Discussion of blogging in presidential campaigns led by Dan Gillmor:
- Zephyr Teachout, Dean blogger: “There were 3 audiences [for the
Dean blogs]. One was the press. One was the activist audience. One was
the audience of the campaign itself.” - Cameron Barrett: “The
Clark campaign scratched the whole concept of the single blog–because
that wasn’t going to scale. We wanted a community of blogs instead of 1
blog with 100,000 comments. We wanted an architecture that would let
people have structured conversations.” - Dick
Bell, Kerry blogger: “We needed a front-end that could cope with an
adversarial environment–we built it ourselves, because we had to deal
with a lot of trolls.” - Jim Moore: “A lot of people are still not on the web. When
the service employees union endorsed Dean, we thought we were going to
get lots of email addresses. They have 1.1 million members, but only
10,000 email addresses.” - Dave Winer: “In the end, it wasn’t Dean’s opponents that
beat you, it was CNN that beat you. If the Dean campaign had had a
rival network to get out their image of that speech, they might have
won, and we all might have won.” - Matt Gross, Dean blogger: “We pushed
staffers to blog. When people pushed for Dean to blog, the reality was
that if posts had been signed by Dean they would have been written by
Matt Gross. Kate O’Connor’s posts on deanforamerica
were like the Lifetime section of your newspaper. Zephyr’s were the
organizing section. Matt Gross was the Walter Cronkite.” [laughter and
applause] - Dick Bell: “Political consultants always tend to be
looking in the rearview mirror. Whatever the big thing was last time,
you see a whole lot more of that next time.” - Dave Winer: “None of you guys get it. We are not voters. We are
taxpayers. We go to work. We die in those wars. We are not eyeballs. We
are not at the bottom and you are not at the top. Example, Channel 9 at
Microsoft. By giving engineers inside Microsoft a chance to be seen by
people outside, it changes the engineers’ “world.”Blogs are changing the world.” - Oliver
Willis: “Citizens want to be marketed to. What campaign blogs look
like: ‘Here are some pictures, the other guy sucks, vote for me.’ “ - Hossein Derakhshan (aka Hoder), Iranian blogger [in IRC]: “Blog is words and TV is images. As an
outsider, I see that many people in America can more easily be driven
by images than words, like most other people in the modern world. Dean
didn’t have an image, he had lots of words. This is exactly why
Al-Jazeera is really frightening: it’s using image against image.”

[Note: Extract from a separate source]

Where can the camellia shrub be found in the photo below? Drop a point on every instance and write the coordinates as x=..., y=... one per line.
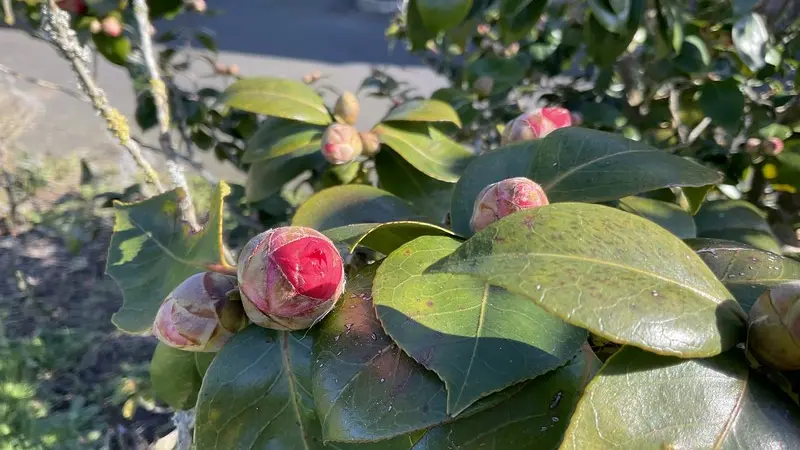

For more: Bryan Strawser, Jeff Sandquist, and Lenn Pryor all blogged this session, with intriguingly different points of view.
1 response so far ↓
1 Betsy Devine // Apr 18, 2004 at 8:16 am
I’d like to add that I really enjoyed meeting Dick Bell from the Kerry blog. His comments were strikingly honest and intelligent. In fact, this morning I finally took a step I’ve been stupidly postponing and changed my RSS feed description so that where it once said “Go Dean” it now says “Go Kerry.”